Howard Wetston, the head of the Ontario Securities Commission, believes that markets are fundamentally for long-term investors. That’s not a good sign if you are a high-frequency trader wondering what policy makers are going to do to your strategy of flipping Canadian stocks.
Mr. Wetston, who has led the country’s most powerful market watchdog since 2010, has reached no final conclusion on the effects on markets of high-frequency trading, one of the hottest topics in financial market regulation. But it is very clear from spending an hour with him in his office, 17 floors above downtown Toronto, that his philosophical starting point is hard to square with the idea of traders using super-powerful computers to churn millions of shares in milliseconds in a bid to capture tiny bits of profit that add up fast.
“The purpose of capital markets – if you take out the profit motivation, the greed – what they are there for is to support long-term growth and value to market participants and investors,” Mr. Wetston says.
He pauses, then says “I emphasize ‘long term,’ ” before going on to state that “we have fallen into short-termism.”
High-frequency trading is the shortest-term activity of all. HFT encompasses multiple strategies, but generally involves buying and selling shares in fractions of a second to capture small price discrepancies or rebates offered by marketplaces seeking trading volume. By Mr. Wetston’s definition, they are not really “investors” at all – many such trading shops own no shares overnight.
High frequency activity is now behind as many as 42 per cent of all Canadian trades, according to a study led by the Investment Industry Regulatory Organization of Canada (IIROC), with which the OSC is collaborating on research into the activity.
From 2010’s “Flash crash” that sent stocks tumbling one spring day to this summer’s debacle at Knight Capital, which lost $400-million in half an hour, HFT is in a harsh spotlight. The sense that markets are unstable at best, and rigged at worst, is eating into investor confidence. Events such as the Flash crash, which was blamed on electronic trading, “are crystallizing into a situation that suggests some form of regulatory response would be required,” Mr. Wetston says.
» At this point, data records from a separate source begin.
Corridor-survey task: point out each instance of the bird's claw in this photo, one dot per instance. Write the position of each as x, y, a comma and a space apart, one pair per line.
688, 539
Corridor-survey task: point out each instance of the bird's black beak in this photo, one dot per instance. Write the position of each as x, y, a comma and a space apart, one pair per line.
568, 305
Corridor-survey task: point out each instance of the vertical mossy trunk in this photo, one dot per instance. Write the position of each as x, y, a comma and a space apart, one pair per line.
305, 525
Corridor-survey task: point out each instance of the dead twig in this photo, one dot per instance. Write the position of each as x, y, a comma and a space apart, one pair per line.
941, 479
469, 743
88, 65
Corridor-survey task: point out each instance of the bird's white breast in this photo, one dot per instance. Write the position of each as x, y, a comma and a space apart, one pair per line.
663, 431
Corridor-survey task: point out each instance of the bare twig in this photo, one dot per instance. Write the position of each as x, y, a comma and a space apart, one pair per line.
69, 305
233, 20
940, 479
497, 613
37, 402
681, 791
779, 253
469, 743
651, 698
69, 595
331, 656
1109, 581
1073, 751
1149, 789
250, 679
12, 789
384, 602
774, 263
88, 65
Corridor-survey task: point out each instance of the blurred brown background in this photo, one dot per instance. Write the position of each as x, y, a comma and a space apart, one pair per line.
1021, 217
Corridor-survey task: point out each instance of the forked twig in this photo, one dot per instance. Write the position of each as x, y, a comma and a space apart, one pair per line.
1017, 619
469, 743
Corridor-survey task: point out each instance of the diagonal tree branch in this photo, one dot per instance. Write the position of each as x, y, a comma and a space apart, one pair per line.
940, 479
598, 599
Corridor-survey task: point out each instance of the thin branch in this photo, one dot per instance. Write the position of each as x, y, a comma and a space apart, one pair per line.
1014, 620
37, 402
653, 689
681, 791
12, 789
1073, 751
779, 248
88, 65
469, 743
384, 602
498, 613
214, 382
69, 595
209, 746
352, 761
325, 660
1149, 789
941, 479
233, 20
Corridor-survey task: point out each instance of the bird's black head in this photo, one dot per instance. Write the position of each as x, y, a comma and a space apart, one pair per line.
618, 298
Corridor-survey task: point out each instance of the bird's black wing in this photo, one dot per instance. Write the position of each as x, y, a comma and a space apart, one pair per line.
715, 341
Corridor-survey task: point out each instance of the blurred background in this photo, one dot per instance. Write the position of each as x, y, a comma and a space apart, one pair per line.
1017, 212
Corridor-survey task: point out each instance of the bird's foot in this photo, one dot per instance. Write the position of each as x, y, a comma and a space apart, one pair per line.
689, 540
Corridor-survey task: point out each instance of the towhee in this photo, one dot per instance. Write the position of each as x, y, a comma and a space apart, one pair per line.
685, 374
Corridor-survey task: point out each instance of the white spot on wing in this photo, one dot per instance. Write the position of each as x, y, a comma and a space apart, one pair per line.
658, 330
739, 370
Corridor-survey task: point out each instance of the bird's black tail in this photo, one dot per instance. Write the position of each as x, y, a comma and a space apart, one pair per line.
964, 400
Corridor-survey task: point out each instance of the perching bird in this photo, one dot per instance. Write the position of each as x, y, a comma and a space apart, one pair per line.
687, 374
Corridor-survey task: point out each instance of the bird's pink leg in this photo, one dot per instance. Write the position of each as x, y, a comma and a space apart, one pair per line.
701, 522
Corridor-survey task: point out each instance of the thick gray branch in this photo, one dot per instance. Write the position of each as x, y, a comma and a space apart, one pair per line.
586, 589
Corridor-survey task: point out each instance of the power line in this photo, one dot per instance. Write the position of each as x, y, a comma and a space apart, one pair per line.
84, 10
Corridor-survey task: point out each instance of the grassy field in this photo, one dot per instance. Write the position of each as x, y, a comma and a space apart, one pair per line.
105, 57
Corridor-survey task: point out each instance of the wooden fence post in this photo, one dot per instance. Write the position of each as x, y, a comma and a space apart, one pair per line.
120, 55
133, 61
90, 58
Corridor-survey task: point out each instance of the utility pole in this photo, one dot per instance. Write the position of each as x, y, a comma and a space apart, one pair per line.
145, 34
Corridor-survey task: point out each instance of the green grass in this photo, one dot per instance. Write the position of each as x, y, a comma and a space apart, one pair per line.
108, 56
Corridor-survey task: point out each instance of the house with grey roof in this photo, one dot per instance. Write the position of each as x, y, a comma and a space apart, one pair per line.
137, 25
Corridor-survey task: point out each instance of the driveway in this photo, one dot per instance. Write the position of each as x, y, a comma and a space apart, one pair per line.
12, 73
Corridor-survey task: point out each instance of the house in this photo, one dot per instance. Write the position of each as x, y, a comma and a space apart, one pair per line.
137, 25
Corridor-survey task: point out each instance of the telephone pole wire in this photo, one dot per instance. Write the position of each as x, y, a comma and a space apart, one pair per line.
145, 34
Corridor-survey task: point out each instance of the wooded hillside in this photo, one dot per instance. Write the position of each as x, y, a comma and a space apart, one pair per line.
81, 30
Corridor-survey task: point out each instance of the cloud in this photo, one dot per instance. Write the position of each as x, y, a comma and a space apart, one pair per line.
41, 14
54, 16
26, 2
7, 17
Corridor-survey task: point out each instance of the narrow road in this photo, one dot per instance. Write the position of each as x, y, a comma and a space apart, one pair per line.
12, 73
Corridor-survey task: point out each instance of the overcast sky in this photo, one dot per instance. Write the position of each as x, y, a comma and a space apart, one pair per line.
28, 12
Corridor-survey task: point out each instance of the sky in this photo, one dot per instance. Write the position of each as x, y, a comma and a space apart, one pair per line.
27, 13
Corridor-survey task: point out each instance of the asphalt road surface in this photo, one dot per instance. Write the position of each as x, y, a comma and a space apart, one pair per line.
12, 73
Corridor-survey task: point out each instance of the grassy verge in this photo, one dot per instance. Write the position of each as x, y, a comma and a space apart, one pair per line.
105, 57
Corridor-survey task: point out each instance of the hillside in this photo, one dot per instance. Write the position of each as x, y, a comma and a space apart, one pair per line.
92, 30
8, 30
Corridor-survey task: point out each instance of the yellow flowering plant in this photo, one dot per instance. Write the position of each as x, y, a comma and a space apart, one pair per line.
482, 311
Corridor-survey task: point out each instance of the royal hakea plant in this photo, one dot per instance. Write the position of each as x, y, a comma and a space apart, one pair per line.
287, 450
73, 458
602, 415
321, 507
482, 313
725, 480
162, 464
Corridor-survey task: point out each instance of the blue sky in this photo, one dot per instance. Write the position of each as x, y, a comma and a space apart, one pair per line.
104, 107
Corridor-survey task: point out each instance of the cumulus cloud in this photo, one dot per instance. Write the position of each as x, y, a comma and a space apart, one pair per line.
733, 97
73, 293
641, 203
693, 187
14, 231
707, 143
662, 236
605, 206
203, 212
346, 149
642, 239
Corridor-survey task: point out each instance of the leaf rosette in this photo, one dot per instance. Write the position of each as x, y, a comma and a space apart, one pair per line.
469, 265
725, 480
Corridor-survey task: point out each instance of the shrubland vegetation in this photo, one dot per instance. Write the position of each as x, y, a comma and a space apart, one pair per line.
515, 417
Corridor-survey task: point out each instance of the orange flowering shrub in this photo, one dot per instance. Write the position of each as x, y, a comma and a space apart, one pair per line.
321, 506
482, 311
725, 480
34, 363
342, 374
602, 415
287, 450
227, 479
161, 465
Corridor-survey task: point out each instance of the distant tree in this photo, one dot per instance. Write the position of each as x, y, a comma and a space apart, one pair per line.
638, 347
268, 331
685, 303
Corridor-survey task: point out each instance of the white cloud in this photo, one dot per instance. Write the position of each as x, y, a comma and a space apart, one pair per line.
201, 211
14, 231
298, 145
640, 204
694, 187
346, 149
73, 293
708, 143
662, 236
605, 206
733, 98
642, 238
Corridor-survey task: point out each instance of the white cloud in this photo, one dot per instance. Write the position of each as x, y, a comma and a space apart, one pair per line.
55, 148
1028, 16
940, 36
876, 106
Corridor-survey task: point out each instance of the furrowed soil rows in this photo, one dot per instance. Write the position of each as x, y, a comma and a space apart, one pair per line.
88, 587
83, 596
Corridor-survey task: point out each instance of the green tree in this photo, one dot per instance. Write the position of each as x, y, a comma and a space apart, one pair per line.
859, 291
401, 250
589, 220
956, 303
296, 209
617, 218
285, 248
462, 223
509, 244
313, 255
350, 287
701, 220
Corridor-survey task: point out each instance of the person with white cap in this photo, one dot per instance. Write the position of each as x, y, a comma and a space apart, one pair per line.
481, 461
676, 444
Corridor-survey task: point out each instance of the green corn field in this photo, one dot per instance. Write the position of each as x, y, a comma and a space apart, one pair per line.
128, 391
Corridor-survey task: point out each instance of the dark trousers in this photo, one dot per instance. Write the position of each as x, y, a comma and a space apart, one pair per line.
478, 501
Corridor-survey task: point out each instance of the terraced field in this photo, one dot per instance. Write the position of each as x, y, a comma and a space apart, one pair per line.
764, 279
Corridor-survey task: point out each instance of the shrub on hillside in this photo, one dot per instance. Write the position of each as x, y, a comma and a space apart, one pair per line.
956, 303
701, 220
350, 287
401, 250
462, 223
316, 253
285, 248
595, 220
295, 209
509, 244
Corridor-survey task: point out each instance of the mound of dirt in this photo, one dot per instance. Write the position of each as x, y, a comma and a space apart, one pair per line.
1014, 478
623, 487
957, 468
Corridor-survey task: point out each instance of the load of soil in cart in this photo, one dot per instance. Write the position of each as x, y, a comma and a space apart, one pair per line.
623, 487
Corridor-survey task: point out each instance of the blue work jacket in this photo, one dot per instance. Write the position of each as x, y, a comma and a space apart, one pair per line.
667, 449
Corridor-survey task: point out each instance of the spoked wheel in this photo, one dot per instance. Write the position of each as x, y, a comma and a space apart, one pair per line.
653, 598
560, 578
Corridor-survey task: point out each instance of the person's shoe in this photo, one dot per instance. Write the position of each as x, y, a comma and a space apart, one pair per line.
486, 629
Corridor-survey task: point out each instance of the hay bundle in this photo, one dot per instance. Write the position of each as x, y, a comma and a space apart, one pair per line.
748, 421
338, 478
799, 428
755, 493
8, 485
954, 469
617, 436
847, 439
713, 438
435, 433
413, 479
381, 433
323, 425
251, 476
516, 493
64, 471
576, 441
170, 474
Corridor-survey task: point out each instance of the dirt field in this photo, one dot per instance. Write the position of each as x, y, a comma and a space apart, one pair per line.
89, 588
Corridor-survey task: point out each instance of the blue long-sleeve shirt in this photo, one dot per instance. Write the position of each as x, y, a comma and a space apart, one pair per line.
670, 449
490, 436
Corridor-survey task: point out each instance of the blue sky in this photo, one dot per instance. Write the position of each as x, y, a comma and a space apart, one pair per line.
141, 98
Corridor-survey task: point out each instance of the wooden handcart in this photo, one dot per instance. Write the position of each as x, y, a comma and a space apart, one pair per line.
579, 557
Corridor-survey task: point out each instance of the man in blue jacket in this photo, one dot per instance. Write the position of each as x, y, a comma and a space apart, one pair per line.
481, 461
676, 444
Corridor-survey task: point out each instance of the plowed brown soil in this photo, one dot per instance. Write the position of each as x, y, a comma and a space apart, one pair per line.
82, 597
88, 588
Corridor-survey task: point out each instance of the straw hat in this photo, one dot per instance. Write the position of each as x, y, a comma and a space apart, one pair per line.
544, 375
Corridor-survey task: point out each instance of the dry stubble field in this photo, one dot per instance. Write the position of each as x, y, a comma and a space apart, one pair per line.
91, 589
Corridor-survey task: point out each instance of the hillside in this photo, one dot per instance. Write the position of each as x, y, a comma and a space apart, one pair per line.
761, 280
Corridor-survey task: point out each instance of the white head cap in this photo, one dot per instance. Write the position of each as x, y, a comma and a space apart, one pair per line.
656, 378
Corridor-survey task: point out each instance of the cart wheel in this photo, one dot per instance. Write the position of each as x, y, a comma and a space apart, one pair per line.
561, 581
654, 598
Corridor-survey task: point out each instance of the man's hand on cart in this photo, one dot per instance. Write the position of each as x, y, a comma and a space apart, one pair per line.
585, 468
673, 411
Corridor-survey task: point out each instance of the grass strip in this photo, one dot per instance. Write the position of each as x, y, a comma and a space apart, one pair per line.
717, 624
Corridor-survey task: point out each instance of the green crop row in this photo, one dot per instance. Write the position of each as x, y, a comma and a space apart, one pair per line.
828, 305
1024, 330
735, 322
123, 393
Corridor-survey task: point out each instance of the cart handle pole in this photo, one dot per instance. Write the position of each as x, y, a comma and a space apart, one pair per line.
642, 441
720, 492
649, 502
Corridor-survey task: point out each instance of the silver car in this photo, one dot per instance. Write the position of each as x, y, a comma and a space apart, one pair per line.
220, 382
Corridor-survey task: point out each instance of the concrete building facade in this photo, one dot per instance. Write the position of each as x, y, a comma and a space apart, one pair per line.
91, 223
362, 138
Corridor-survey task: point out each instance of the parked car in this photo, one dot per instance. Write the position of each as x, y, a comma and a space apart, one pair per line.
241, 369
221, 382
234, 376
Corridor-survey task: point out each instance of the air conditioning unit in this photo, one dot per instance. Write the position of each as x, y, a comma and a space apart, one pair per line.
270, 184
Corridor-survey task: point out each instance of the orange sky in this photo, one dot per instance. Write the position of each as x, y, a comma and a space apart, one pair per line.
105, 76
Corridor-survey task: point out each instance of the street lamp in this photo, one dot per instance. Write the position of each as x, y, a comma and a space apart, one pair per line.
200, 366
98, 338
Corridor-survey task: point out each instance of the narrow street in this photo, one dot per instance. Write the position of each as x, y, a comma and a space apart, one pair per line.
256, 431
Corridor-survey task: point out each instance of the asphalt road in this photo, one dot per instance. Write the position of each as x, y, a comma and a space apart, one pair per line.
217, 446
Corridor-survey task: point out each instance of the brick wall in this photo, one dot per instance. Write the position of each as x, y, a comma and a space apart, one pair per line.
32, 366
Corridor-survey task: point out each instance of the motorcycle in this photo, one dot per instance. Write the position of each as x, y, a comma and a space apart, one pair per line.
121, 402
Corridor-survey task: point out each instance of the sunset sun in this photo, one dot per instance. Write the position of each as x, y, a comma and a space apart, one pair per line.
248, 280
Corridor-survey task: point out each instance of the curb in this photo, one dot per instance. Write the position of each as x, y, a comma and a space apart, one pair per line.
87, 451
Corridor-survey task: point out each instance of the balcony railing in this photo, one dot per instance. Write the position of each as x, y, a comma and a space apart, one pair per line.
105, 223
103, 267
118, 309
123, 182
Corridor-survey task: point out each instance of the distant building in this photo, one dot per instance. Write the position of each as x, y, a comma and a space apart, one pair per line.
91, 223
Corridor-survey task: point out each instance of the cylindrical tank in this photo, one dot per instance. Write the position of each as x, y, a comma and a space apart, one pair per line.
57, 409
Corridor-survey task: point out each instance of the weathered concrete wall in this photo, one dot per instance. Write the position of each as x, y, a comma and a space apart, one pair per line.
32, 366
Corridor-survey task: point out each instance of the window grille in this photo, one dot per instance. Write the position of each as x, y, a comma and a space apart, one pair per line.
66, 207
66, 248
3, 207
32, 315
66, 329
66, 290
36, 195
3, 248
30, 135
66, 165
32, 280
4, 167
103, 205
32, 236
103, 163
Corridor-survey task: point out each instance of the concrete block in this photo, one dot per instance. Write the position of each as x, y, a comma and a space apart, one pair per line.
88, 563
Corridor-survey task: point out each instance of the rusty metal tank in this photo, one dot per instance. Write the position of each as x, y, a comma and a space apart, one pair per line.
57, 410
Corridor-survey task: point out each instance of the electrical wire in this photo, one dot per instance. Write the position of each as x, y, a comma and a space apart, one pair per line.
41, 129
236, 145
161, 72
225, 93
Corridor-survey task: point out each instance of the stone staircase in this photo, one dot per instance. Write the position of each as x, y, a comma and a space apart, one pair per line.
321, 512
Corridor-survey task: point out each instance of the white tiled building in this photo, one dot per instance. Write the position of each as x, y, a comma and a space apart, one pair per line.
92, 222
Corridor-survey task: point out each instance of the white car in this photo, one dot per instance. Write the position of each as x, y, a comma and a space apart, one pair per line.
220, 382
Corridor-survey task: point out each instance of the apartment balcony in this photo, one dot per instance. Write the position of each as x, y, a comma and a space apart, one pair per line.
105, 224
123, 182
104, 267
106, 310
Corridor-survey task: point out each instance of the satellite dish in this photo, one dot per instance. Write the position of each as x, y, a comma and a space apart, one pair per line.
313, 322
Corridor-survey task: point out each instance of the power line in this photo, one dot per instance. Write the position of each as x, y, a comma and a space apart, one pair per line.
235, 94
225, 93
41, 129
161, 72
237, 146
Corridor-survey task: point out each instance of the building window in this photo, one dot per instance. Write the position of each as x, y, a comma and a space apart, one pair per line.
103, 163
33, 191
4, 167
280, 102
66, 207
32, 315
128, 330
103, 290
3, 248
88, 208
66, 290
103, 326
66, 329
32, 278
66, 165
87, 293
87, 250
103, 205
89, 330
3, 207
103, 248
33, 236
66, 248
But what is that response? And just as importantly, how tolerant should Canadian regulators be of the risks of such trading?
“We ask ourselves the fundamental question: Is this type of trading actually consistent with what we expect of financial services and financial markets?”
Proponents of high-frequency trading argue that it means lower costs for investors by shrinking the spread between bid and ask prices – the offers to buy or sell stock in the market. Opponents say that’s an illusion, as all too often an HFT shop will post a bid or ask price to fish for information, and the quote disappears when an investor tries to act on it. The critics say HFT players cost long-term investors money, and bring little to the table in return.
The OSC regulates most Canadian stock markets, including the Toronto Stock Exchange. Because of that, the commission will play a key role in any rules that are put in place.
The regulators are in the midst of a deep dive into the computerized world of Canadian trading to try to determine whether high-frequency trading (HFT) is helping or hurting this country’s markets. Working with the securities industry’s self regulatory body, IIROC, the OSC is combing through millions of trades to try to isolate HFT strategies and determine if some are predatory. The first cut of the data was released this summer, showing just how deeply HFTs have infiltrated the Canadian market.
Mr. Wetston says he looks at the situation by asking two questions rooted in the regulator’s mandate. Do activities help or hurt market quality and market integrity? Market quality is the way markets work, in terms of delivering on their promises to investors of being open, fair and efficient. Market integrity means ensuring cheaters are kept out.
In a game that is all about speed, the issue for any regulator is going to be keeping up. The OSC and IIROC are looking at trades from 2011 in their examination of HFT’s effects. The final report from that review is months away. Then the regulators will have to try to put in place a policy response, which in Canada’s fractious regulatory world can take many more months. The risk is that regulators will finally unveil rules in 2014 based on what was happening in 2011, an epoch ago in the ever-evolving word of trading.
Mr. Wetston is very conscious of all that. And he constantly emphasizes that he does not have the answers yet. But for those in the HFT game, there’s a clear warning shot coming from the offices of the OSC.
“I’m not persuaded that I see all the benefit in all of the trading,” he says.
Editor's note: The online version of this story was clarified to reflect the fact that the study of high frequency trading in Canada referred to in the text is being led by the Investment Industry Regulatory Organization of Canada at this stage. The Ontario Securities Commission will be more involved in the study in a later phase.